EMBOSS и протеомы
Из базы данных Uniprot были скачаны два протеома в fasta-формате. Число последовательностей, число различных аминокислотных остатков и их сумма были подсчитаны с помощью команд grep -c -E "^>" #file_name, wordcount #file_name (с дополнительными аргументами) и awk '{a += $2} END {print a}' #file_name соответственно.
Escherichia coli
Идентификатор: UP000000625
Количество последовательностей: 4352
Число аминокислотных остатков в протеоме: 1353357
Acetobacterium woodii
Идентификатор: UP000007177
Количество последовательностей: 3445
Число аминокислотных остатков в протеоме: 1138432
Была составлена таблица, описывающая частоту встречаемости аминокислотных остатков в протеомах двух бактерий и их разность (таблица 1). Скрипт на языке R, который был использован для ее создания, доступен для скачивания. На данную html-страницу таблица была перенесена с минимальными изменениями.
Residues | A.woodii, % | E.coli, % | Difference, % |
---|---|---|---|
L | 9.3914 | 10.6763 | 1.2849 |
I | 8.7250 | 6.0115 | -2.7135 |
A | 7.2182 | 9.5072 | 2.2890 |
K | 7.1231 | 4.4070 | -2.7162 |
E | 6.9489 | 5.7623 | -1.1866 |
G | 6.8106 | 7.3661 | 0.5555 |
V | 6.6038 | 7.0704 | 0.4665 |
S | 5.7530 | 5.7991 | 0.0461 |
D | 5.5868 | 5.1469 | -0.4399 |
T | 5.5468 | 5.3945 | -0.1523 |
N | 5.1690 | 3.9383 | -1.2308 |
F | 4.3465 | 3.8944 | -0.4521 |
R | 3.6732 | 5.5205 | 1.8473 |
Y | 3.6695 | 2.8449 | -0.8246 |
Q | 3.4623 | 4.4427 | 0.9804 |
P | 3.3193 | 4.4288 | 1.1095 |
M | 2.9187 | 2.8253 | -0.0934 |
H | 1.6799 | 2.2695 | 0.5895 |
C | 1.2509 | 1.1621 | -0.0889 |
W | 0.8029 | 1.5321 | 0.7293 |
Для E.coli самыми частыми остатками являются лейцин, аланин и глицин (10.6763%, 9.5072%, 7.3661%), а для A.woodii - лейцин, изолейцин и аланин (9.3914%, 9.3914%, 9.3914%). Самые редкие аминокислоты у бактерий совпадают: это гистидин, триптофан и цистеин. Самая большая разница в содержании остатков в пользу E.coli наблюдается для остатков аланина (2.2890%), а в пользу A.woodii - для остатков лизина (2.7162%).

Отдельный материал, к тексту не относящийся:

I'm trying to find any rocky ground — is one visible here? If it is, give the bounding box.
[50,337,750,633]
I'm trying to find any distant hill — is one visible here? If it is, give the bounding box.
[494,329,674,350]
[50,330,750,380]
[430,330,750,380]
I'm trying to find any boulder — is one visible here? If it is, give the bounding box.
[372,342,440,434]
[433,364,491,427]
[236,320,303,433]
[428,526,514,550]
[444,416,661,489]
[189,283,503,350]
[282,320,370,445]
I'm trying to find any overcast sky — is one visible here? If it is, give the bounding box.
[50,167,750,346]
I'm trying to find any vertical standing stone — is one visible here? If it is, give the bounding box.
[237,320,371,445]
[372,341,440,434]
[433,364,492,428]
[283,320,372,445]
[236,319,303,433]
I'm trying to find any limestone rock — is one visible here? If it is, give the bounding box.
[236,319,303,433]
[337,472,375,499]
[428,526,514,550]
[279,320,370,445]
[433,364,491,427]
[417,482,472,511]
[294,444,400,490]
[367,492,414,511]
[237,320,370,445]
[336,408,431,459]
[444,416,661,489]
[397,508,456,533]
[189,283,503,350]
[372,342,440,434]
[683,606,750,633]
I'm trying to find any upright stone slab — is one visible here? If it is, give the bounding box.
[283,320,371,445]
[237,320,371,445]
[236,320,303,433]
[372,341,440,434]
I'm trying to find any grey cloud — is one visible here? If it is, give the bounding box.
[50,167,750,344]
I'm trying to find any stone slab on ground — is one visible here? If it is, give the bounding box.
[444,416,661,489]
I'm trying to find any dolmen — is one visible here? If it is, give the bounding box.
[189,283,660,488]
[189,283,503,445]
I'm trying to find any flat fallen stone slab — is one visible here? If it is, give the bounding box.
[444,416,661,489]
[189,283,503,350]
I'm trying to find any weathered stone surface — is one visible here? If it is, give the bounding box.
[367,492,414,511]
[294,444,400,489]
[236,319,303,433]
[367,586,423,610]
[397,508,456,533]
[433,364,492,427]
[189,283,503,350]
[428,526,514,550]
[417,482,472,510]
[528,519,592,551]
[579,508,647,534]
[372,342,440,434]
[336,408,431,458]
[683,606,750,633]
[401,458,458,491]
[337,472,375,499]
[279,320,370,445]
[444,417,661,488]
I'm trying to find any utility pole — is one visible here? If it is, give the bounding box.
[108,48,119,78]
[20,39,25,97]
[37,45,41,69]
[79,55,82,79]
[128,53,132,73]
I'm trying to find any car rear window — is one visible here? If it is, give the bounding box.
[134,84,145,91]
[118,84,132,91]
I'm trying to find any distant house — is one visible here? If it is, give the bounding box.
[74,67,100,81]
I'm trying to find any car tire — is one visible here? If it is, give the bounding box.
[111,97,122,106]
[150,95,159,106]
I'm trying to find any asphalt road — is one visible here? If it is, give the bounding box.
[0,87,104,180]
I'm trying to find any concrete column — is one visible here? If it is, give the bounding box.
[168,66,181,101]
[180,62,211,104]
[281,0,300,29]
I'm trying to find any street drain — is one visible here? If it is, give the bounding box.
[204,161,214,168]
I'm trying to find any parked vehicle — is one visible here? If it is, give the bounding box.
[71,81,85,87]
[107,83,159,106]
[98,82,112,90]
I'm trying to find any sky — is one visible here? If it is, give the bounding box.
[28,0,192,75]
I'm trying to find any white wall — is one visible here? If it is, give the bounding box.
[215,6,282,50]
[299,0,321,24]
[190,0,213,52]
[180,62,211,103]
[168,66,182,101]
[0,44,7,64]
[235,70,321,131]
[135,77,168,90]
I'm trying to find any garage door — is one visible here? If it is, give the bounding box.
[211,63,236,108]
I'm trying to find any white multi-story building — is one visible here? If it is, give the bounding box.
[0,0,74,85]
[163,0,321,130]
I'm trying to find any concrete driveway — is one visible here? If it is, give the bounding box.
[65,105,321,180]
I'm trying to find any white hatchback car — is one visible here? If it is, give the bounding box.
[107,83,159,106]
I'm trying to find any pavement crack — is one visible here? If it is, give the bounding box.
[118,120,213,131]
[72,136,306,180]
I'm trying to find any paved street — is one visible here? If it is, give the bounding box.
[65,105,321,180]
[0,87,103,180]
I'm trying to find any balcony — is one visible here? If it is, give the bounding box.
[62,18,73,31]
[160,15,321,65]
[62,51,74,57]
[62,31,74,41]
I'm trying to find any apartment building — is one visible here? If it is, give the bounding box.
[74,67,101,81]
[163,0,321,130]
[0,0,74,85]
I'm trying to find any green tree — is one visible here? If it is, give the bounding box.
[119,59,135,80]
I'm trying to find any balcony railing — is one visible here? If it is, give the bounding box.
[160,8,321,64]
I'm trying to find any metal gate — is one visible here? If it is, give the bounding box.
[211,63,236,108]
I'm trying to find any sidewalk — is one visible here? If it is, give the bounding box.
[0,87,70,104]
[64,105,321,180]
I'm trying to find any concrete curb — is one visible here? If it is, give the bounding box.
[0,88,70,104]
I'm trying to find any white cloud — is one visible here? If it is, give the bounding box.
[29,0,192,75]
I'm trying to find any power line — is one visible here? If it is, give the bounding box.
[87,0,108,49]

P.S. Скрипт должен бы запускаться командой Rscript making_table.R, но это, к сожалению, так просто не работает (видимо, из-за необходимых пакетов). Он использует изначальные fasta-файлы с протеомами и переводит их в html-табличку, которой нужны минимальные изменения: название, значок процентов в заголовках столбцов, про которые я изначально забыла и решила потом не добавлять в код, и уничтожение правого выравнивания, от которого я быстро избавиться в R не смогла, и решила махнуть рукой (в конце концов, с помощью Far'а это исправляется тремя нажатиями клавиш). Файлы, полученные в результате работы команды wordcount, лежат в папке /home/students/y18/adodonova/term2/block2/pr7 вместе со скачанными протеомами.

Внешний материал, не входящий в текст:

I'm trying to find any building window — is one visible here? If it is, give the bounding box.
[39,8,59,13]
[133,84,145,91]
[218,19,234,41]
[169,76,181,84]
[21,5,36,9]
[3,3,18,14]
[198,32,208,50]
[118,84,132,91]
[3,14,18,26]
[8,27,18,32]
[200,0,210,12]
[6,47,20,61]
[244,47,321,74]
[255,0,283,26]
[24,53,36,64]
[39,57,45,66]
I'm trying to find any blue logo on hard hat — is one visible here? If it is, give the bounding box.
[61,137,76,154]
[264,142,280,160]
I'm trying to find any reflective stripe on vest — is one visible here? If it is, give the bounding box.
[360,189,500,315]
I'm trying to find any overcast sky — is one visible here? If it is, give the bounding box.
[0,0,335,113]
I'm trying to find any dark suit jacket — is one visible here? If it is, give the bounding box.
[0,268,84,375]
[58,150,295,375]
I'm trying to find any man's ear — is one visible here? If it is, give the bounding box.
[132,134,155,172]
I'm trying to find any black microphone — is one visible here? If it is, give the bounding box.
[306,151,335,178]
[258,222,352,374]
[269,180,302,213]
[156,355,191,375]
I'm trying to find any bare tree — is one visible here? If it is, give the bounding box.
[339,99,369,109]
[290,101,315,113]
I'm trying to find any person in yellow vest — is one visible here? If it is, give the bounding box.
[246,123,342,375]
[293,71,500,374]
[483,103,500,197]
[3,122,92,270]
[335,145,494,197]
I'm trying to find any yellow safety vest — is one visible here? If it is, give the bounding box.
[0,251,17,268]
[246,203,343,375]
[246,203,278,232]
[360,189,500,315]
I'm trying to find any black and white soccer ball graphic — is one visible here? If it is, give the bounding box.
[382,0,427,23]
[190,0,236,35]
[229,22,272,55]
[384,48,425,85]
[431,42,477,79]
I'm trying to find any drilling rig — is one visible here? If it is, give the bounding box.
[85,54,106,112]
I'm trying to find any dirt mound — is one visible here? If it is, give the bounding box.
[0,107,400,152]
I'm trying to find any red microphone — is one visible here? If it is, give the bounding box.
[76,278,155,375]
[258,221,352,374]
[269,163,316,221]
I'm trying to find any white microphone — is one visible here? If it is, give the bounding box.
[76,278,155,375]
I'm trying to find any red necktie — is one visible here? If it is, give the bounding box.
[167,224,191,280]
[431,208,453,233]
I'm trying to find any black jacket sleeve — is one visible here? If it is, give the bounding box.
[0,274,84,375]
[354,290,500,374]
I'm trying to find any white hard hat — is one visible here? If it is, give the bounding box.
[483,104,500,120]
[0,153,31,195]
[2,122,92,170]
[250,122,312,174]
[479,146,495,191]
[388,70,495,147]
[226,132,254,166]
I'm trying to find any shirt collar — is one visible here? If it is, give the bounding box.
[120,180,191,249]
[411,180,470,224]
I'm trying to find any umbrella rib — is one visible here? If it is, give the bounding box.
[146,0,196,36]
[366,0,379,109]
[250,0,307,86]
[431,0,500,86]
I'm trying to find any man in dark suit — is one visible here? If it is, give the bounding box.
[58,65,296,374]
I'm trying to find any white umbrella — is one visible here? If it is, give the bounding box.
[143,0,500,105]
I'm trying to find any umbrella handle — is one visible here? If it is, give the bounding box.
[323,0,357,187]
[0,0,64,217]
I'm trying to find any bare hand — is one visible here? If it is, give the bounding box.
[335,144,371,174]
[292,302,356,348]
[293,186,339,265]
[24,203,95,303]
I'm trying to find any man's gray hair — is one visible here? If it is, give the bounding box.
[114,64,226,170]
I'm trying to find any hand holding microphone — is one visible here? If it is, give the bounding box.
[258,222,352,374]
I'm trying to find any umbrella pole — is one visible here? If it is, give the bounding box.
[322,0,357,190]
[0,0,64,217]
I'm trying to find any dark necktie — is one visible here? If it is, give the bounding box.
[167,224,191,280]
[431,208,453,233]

Сравнение wordcount и compseq
Форматы стандартного запроса у команд очень похожи (они обе требуют файл с последовательностью, файл для записи и длину слова). Тем не менее, у compseq есть несколько неожиданно приятных дополнительных опций: установка ожидаемых частот из ранее сгенерированного файла (об этом далее, но размер искомых строк и тип последовательности должны совпадать в обоих файлах) с помощью -infile, анализ обратной цепи с помощью -reverse, изменение длины сдвига рамки считывания с помощью -frame и некоторые другие, которые показались мне менее интересными.

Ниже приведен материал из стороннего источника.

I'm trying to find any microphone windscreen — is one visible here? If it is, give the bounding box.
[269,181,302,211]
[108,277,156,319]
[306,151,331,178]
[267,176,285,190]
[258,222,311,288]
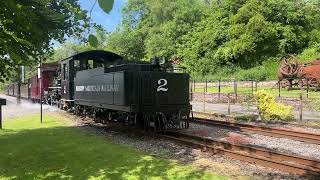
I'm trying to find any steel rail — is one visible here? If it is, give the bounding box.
[191,112,320,144]
[162,131,320,177]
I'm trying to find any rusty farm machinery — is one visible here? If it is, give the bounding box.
[278,55,320,89]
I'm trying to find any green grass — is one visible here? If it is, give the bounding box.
[195,87,320,98]
[0,116,225,180]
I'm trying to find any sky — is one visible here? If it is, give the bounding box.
[79,0,127,32]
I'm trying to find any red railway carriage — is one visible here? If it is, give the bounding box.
[29,63,59,101]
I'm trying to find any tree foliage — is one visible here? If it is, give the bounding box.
[0,0,90,79]
[107,0,320,75]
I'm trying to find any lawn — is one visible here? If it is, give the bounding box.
[195,87,320,99]
[0,116,226,180]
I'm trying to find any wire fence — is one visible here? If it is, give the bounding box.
[190,80,320,121]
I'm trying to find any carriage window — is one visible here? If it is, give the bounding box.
[73,60,80,68]
[88,59,94,69]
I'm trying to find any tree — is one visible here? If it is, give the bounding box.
[0,0,90,79]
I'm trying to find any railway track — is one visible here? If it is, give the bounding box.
[162,131,320,178]
[193,112,320,144]
[79,114,320,176]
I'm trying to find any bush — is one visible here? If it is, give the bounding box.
[255,90,294,121]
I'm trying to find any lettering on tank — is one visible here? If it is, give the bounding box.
[76,85,120,92]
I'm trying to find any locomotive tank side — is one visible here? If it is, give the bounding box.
[75,68,130,112]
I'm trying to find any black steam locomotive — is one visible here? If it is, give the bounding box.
[54,50,191,131]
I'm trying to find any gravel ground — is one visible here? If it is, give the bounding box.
[194,113,320,134]
[53,112,308,180]
[183,123,320,160]
[0,95,318,180]
[249,134,320,160]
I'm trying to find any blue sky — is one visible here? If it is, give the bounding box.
[79,0,127,32]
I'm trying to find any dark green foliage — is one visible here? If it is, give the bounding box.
[108,0,320,80]
[88,34,99,48]
[98,0,114,13]
[0,0,90,80]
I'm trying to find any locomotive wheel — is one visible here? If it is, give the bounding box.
[155,114,165,131]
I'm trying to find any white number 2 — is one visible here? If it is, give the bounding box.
[157,79,168,92]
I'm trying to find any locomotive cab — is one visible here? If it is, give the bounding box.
[61,51,191,131]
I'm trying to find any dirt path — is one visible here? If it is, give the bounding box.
[191,101,320,121]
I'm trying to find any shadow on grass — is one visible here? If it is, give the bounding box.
[0,127,220,179]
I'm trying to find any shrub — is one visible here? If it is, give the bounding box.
[255,90,294,121]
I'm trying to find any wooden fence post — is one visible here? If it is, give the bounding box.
[300,93,303,122]
[203,88,206,112]
[228,93,230,115]
[307,78,309,98]
[233,80,238,102]
[206,79,208,92]
[255,81,258,91]
[251,80,253,96]
[278,81,281,97]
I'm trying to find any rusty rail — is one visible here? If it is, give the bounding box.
[194,112,320,144]
[163,131,320,177]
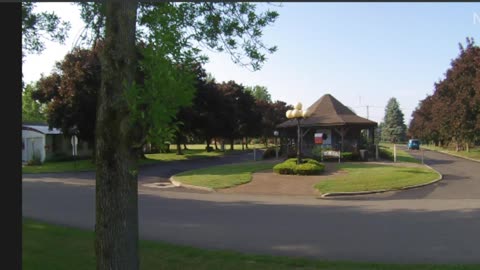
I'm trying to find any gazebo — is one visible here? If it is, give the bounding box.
[277,94,377,156]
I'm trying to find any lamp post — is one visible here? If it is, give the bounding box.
[286,102,311,164]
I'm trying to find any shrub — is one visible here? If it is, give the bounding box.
[273,158,325,175]
[262,147,282,159]
[273,162,296,174]
[27,151,42,166]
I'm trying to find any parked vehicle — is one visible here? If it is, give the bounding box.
[407,139,420,150]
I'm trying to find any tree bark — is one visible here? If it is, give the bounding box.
[95,1,141,270]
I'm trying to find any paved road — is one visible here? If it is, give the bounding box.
[23,148,480,263]
[23,150,263,183]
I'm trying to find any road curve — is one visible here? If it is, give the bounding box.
[22,148,480,263]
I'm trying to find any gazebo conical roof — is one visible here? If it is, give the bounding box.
[277,94,377,128]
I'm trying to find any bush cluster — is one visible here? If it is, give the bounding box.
[273,158,325,175]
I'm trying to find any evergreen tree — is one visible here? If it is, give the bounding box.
[381,97,407,142]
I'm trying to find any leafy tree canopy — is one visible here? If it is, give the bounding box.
[245,85,272,102]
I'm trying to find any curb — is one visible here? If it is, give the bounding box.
[168,176,215,192]
[425,148,480,162]
[317,164,443,199]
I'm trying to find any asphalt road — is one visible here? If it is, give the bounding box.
[22,148,480,263]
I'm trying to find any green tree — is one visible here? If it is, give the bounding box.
[245,85,272,103]
[381,97,407,142]
[409,38,480,151]
[22,84,46,123]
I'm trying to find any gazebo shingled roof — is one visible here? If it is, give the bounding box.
[277,94,377,128]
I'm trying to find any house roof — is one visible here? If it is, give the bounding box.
[22,124,62,134]
[277,94,377,128]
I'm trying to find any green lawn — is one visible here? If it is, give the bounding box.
[22,144,264,173]
[379,143,421,163]
[315,164,438,194]
[22,219,480,270]
[420,145,480,161]
[175,162,275,189]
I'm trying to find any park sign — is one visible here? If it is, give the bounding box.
[314,133,323,144]
[70,135,78,156]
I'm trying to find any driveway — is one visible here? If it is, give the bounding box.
[22,147,480,263]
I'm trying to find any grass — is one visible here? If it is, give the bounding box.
[22,144,265,173]
[175,162,275,189]
[420,145,480,161]
[22,219,480,270]
[380,143,421,163]
[315,164,438,194]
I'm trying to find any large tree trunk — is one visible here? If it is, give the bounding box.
[95,1,141,270]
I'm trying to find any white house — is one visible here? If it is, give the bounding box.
[22,124,92,162]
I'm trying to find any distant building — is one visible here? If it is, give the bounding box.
[22,124,93,162]
[277,94,377,155]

Файл, полученный в результате работы wordcount, содержит две колонки, разделенные с помощью '\t': последовательности и их количество в анализируемом файле. Output у compseq намного обширнее: в начале идут строки, отмеченные # и содержащие общую информацию и комментарии, затем данные о команде - длина искомых слов и их общее количество, - а затем удобная таблица, содержащая сами слова, их количество, наблюдаемую частоту, ожидаемую частоту (из предположения, что все слова распределены равномерно) и отношение двух последних величин. Для всего странного в таблице есть отдельная строка Other.
В целом, команда compseq выглядит пластичнее, дружелюбнее и полнее, так что для последующей работы я бы предпочла использовать ее.